Thomas also says a number of companies will begin to commission mobile apps, especially on the iPhone, purely for marketing purposes. Whether this will gain them revenue or purely open their brand to a new audience, the mobile apps market will become part of an online business’s marketing strategy in 2010.
The growth of the internet has allowed businesses to publish content of their own, including blogs, pictures and even videos. King says SMEs should think about creating some sort of content on YouTube or similar sites such as a tutorial, and see a fan base grow.
“There are a lot of smaller to medium sized businesses which have really operated with a focus of specifically gearing themselves towards publishing on YouTube, and they really make a go of it – and we give them a global audience to do so.”
But King warns businesses they must be generating useful content, without the appearance of a blatant marketing pitch, and not be scared of entering a new area where they might not have experience.
“As these things become more commonplace, consumers love them, but unfortunately businesses which have been relying on older business models do not. I really think they need to get over that a little bit. Ultimately the consumer is right, and they are going to spend their time the way they spend it.”
“Businesses need to really stay focused on that consumer experience and not get hung up on the comfort of the way things used to be. The more businesses can try and anticipate where things can go as opposed to stopping it, I think that’s the best place to be for them.”
Once upon a time, businesses wouldn’t trust open-source programs in favour of branded, more trustworthy software solutions. But now open-source has given SMEs a way of operating high-end programs without substantial costs.
With popular programs such as Mozilla Thunderbird, Open Office, WordPress and Joomla now gaining notoriety, organisations are beginning to realise open-source programs aren’t just technically inferior rip-offs, but legitimate alternatives.
A number of organisations, including the British Government and the French police force, have openly supported open-source, while Gartner research from late-2008 indicates the majority of businesses in the Asia/Pacific region took up open-source in 2009.

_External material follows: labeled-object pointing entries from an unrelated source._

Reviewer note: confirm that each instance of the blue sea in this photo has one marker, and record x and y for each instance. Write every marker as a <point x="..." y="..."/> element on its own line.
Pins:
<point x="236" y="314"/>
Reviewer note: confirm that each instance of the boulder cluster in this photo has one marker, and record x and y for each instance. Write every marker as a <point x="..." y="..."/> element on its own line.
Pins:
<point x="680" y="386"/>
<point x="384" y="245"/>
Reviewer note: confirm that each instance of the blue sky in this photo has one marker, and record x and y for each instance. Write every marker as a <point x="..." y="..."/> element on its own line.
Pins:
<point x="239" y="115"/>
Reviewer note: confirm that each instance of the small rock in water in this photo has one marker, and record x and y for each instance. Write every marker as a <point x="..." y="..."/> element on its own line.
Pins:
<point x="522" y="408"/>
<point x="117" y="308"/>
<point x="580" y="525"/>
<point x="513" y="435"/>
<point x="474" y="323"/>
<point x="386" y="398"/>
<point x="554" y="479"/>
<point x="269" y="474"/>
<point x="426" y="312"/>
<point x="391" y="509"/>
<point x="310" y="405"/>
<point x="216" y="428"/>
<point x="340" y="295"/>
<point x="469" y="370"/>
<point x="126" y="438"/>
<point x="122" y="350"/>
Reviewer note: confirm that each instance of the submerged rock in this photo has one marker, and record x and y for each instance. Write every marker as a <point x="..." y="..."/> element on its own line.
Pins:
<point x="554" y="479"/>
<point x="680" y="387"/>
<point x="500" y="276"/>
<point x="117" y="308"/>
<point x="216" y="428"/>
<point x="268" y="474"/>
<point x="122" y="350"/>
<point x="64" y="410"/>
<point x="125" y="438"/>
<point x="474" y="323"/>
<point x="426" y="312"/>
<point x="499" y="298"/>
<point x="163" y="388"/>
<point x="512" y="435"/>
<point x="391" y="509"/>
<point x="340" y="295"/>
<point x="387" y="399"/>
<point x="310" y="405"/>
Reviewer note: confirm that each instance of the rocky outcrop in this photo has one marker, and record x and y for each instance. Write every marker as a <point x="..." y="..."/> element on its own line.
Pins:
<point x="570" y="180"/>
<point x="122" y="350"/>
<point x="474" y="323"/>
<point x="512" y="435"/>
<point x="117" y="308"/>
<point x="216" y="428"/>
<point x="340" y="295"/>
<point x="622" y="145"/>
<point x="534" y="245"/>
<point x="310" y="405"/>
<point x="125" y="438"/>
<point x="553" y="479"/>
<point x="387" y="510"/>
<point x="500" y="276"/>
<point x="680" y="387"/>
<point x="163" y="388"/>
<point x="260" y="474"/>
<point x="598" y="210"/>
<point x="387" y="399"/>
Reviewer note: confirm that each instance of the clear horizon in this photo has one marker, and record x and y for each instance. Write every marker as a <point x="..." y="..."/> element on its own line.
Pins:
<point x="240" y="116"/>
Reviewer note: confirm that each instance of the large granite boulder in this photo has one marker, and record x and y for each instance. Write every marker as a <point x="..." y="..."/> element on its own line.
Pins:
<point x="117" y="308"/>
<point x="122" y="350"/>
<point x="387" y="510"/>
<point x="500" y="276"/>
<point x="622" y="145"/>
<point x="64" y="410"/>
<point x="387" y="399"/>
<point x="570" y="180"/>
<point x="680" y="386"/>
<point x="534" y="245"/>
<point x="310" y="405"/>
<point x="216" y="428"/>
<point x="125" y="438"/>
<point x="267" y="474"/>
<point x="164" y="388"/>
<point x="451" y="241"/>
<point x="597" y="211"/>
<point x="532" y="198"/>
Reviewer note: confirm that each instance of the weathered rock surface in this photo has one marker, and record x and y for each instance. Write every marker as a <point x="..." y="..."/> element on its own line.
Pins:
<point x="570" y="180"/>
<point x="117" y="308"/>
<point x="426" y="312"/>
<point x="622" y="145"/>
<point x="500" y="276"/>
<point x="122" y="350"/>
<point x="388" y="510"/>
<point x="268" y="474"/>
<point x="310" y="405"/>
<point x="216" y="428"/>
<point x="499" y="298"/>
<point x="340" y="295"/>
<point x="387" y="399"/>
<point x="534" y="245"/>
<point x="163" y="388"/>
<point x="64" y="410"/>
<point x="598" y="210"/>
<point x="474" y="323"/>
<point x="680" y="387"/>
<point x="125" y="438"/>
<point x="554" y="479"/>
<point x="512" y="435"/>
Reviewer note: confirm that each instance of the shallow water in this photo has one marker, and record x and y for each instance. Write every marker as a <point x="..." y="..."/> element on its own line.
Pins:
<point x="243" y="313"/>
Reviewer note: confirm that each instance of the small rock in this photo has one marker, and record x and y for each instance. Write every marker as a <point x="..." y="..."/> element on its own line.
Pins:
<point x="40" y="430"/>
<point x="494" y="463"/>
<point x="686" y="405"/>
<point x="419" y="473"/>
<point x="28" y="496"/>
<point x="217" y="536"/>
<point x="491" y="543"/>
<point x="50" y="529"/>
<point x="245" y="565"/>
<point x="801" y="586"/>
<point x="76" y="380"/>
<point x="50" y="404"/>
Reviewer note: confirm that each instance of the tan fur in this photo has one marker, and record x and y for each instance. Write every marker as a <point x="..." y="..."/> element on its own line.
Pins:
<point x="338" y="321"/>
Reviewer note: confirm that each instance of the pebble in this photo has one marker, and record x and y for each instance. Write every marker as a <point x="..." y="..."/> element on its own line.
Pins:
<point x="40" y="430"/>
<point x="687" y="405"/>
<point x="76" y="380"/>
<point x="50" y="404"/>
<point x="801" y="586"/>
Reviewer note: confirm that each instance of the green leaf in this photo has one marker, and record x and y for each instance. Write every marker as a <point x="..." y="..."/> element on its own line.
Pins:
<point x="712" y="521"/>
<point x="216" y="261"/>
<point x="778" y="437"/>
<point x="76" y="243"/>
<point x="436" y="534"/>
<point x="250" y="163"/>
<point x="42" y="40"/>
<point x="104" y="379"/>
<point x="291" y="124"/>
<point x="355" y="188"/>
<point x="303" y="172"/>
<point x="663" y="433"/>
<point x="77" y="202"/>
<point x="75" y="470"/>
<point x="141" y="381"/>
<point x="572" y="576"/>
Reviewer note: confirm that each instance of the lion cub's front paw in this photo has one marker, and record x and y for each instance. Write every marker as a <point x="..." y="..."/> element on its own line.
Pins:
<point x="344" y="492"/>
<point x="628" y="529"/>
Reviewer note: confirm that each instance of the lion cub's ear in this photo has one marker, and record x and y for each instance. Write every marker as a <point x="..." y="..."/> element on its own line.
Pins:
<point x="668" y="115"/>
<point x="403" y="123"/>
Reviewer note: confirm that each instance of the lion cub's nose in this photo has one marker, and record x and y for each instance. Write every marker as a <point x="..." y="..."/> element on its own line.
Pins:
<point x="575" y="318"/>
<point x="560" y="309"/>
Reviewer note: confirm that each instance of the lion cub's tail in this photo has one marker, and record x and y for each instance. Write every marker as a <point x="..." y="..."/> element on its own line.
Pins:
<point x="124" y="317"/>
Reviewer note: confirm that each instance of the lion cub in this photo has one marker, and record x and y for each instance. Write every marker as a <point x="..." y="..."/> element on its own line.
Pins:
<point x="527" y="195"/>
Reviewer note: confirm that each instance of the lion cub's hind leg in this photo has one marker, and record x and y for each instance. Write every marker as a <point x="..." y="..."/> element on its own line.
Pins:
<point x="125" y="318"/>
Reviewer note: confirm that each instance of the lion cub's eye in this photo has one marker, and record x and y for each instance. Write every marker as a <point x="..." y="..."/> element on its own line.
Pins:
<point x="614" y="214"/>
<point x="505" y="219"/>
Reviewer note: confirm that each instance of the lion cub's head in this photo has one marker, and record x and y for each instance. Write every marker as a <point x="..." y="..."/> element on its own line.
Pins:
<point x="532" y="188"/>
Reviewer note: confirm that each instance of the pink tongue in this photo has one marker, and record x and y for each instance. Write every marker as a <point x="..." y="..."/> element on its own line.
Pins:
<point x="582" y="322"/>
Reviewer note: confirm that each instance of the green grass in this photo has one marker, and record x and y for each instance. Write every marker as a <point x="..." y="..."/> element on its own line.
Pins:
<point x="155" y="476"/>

And with the development and popularity of open-source Android operating system continuing to grow, open-source is likely to play a major part in a business’s IT strategy in 2010.
Two years ago “cloud computing” was viewed by many businesses as a buzzword with no particular meaning, used by tech-heads who didn’t quite know what they were talking about.
Now, using cloud services has become an essential for businesses. Whether they are backing up their data or using a piece of software hosted on external servers, cloud computing is now a part of everyday operations for many SMEs.
Cloud services have branched out into three main categories: applications, also known as software-as-a-service, infrastructure, used for data backups, and internal service providers for businesses with customised apps and programs.
Analyst firm Gartner recently named cloud computing as one of the top strategic technologies for 2010, saying it could be exploited in a number of different ways to customise programs and apps to a particular company’s needs.
“Using cloud resources does not eliminate the costs of IT solutions, but does rearrange some and reduce others. In addition, consuming cloud services enterprises will increasingly act as cloud providers and deliver application, information or business process services to customers and business partners.”